The problem involves finding elements in an array whose values match their index positions, considering 1-based indexing. This means if an element's value matches its position in the array when counting from 1 (not 0), it should be included in the result.

Example:

• Given an array [15, 2, 45, 12, 7]:
  • At 1-based index 1, the value is 15 (not equal to 1)
  • At 1-based index 2, the value is 2 (equal to 2)
  • At 1-based index 3, the value is 45 (not equal to 3)
  • At 1-based index 4, the value is 12 (not equal to 4)
  • At 1-based index 5, the value is 7 (not equal to 5)

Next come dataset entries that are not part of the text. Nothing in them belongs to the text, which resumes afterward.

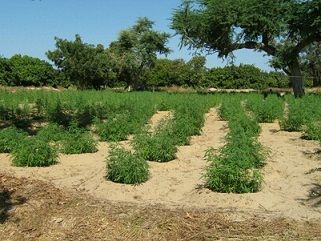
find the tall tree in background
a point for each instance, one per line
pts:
(311, 62)
(281, 29)
(86, 65)
(136, 51)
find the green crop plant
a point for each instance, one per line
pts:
(158, 146)
(9, 138)
(33, 152)
(51, 133)
(313, 130)
(126, 167)
(236, 168)
(77, 141)
(265, 110)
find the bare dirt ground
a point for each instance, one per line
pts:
(172, 203)
(36, 210)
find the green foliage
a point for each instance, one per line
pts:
(136, 51)
(281, 29)
(85, 65)
(236, 168)
(76, 141)
(266, 110)
(301, 112)
(126, 167)
(243, 77)
(10, 138)
(114, 129)
(26, 71)
(313, 130)
(33, 152)
(51, 133)
(159, 146)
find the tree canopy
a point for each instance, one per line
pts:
(85, 65)
(281, 29)
(136, 50)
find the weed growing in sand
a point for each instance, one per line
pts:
(265, 110)
(236, 168)
(158, 146)
(33, 152)
(126, 167)
(10, 138)
(77, 141)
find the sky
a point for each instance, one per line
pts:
(28, 27)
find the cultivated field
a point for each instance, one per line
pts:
(159, 166)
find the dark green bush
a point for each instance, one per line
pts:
(126, 167)
(158, 146)
(114, 129)
(77, 142)
(33, 152)
(51, 132)
(10, 138)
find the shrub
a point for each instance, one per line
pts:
(115, 129)
(52, 132)
(126, 167)
(313, 130)
(10, 138)
(227, 179)
(77, 142)
(33, 152)
(158, 146)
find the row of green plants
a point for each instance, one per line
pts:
(237, 166)
(303, 114)
(42, 149)
(131, 167)
(265, 110)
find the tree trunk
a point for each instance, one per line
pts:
(316, 77)
(296, 79)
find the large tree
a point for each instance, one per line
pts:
(86, 65)
(281, 29)
(311, 62)
(136, 49)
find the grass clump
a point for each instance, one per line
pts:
(10, 138)
(77, 141)
(158, 146)
(265, 110)
(237, 168)
(33, 152)
(114, 129)
(313, 130)
(51, 133)
(126, 167)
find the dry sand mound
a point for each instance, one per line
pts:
(179, 182)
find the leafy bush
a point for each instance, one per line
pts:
(10, 138)
(51, 132)
(126, 167)
(266, 110)
(313, 130)
(158, 146)
(236, 168)
(114, 129)
(76, 141)
(228, 179)
(33, 152)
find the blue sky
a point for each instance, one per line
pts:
(29, 26)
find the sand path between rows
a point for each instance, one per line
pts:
(179, 183)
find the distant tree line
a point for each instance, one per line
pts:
(133, 60)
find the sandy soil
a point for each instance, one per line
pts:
(32, 210)
(178, 184)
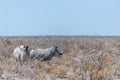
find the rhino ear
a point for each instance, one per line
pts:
(55, 47)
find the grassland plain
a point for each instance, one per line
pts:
(84, 58)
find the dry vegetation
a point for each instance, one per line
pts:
(85, 58)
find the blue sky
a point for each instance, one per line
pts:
(59, 17)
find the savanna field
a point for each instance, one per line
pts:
(84, 58)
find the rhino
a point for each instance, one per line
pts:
(21, 53)
(45, 54)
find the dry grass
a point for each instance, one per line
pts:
(85, 58)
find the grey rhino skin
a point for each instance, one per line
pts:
(45, 54)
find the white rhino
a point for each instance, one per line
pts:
(21, 52)
(44, 54)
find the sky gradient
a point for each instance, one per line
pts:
(59, 17)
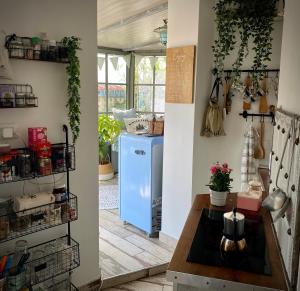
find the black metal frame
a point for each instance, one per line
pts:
(29, 53)
(69, 166)
(73, 261)
(245, 115)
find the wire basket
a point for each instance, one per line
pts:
(32, 220)
(46, 261)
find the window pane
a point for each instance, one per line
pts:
(101, 68)
(143, 98)
(116, 69)
(116, 97)
(101, 98)
(160, 70)
(144, 71)
(159, 101)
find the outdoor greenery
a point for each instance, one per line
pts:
(108, 131)
(220, 179)
(250, 20)
(72, 44)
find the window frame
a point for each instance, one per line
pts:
(106, 83)
(153, 85)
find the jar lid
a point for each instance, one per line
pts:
(59, 186)
(52, 42)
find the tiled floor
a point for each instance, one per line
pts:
(155, 283)
(125, 248)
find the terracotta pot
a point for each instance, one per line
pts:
(106, 172)
(218, 198)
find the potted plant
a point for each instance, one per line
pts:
(108, 131)
(219, 184)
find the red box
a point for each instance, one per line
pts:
(249, 200)
(37, 135)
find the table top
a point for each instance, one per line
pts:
(179, 263)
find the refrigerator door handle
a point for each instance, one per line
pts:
(140, 152)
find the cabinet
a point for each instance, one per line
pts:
(140, 181)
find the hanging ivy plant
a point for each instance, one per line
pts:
(250, 20)
(72, 45)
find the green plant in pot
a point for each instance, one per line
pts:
(219, 184)
(109, 130)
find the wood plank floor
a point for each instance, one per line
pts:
(154, 283)
(125, 248)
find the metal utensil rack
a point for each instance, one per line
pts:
(57, 261)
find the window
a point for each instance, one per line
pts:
(149, 84)
(112, 82)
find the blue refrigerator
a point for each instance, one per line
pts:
(140, 181)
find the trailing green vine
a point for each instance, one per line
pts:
(72, 44)
(251, 20)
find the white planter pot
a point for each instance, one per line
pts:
(218, 198)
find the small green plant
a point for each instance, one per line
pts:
(251, 20)
(72, 45)
(220, 179)
(108, 131)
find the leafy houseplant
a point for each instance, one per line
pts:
(252, 20)
(72, 45)
(219, 183)
(108, 131)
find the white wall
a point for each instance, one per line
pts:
(183, 19)
(187, 156)
(60, 18)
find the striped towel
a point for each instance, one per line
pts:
(248, 162)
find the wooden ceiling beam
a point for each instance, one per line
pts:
(146, 13)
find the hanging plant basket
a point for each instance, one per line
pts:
(72, 45)
(239, 24)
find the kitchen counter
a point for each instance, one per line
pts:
(189, 276)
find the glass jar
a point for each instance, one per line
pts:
(24, 165)
(45, 166)
(20, 99)
(16, 49)
(30, 100)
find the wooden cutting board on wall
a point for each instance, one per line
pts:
(180, 74)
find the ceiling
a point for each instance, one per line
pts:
(129, 24)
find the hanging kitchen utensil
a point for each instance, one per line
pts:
(227, 97)
(278, 199)
(213, 117)
(259, 152)
(263, 103)
(247, 93)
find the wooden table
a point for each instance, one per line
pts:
(192, 276)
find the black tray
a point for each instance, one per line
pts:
(205, 248)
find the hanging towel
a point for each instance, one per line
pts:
(248, 162)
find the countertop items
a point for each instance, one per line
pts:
(200, 276)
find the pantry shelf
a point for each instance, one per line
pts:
(46, 261)
(16, 224)
(35, 49)
(22, 164)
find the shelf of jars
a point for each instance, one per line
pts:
(17, 96)
(27, 163)
(40, 263)
(36, 49)
(27, 214)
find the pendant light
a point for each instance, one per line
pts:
(163, 32)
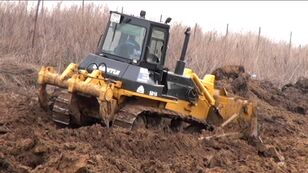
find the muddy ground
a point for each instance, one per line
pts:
(30, 142)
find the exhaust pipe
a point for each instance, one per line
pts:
(180, 64)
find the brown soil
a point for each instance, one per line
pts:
(30, 142)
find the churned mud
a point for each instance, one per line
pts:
(30, 142)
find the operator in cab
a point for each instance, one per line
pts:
(130, 48)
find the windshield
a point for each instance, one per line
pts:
(124, 40)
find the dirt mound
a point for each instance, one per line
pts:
(292, 97)
(30, 142)
(18, 76)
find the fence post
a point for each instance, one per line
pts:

The only element that matches its index is 2 at index 2.

Python Solution Code

class Solution:
    
    def valueEqualToIndex(self, arr, n):
        result = []
        for i in range(n):
            if (arr[i] == i + 1):
                result.append(arr[i]);
        return result

C++ Solution Code

class Solution {
    public:
    	vector<int> valueEqualToIndex(int arr[], int n) {
    	    vector<int> result;
    	    for(int i = 0; i < n; i++) {
    	        if(arr[i] == i + 1)
    	            result.push_back(arr[i]);
    	    } return result;
        }
};

Solution Logic

1. Initialize an empty result list: This will store the elements that satisfy the condition.
2. Iterate through the array: Use a loop to go through each element in the array.
3. Check the condition: For each element, check if the element's value matches its 1-based index. Since array indexing typically starts at 0 in most programming languages, you adjust by adding 1 to the index.
4. Store matching elements: If an element's value matches its 1-based index, add it to the result list.
5. Return the result list: After checking all elements, return the list of elements that met the condition.

Example Walkthrough

For the array [15, 2, 45, 12, 7] with length n = 5:

• Initialize an empty list: result = []
• Loop through the array with indices from 0 to 4:
  • Check element at index 0 (1-based index 1): 15 ≠ 1
  • Check element at index 1 (1-based index 2): 2 = 2 (add to result)
  • Check element at index 2 (1-based index 3): 45 ≠ 3
  • Check element at index 3 (1-based index 4): 12 ≠ 4
  • Check element at index 4 (1-based index 5): 7 ≠ 5

Final result list: [2]

Time Complexity

The time complexity of this solution is $O(N)$ where N is the number of elements in the array. This is because the solution involves a single pass through the array to check each element against its 1-based index.

Space Complexity

The space complexity is $O(1)$ for the input space, and $O(K)$ for the output space, where K is the number of elements matching the condition. In the worst case, if all elements match, the space used by the result list will be $O(N)$.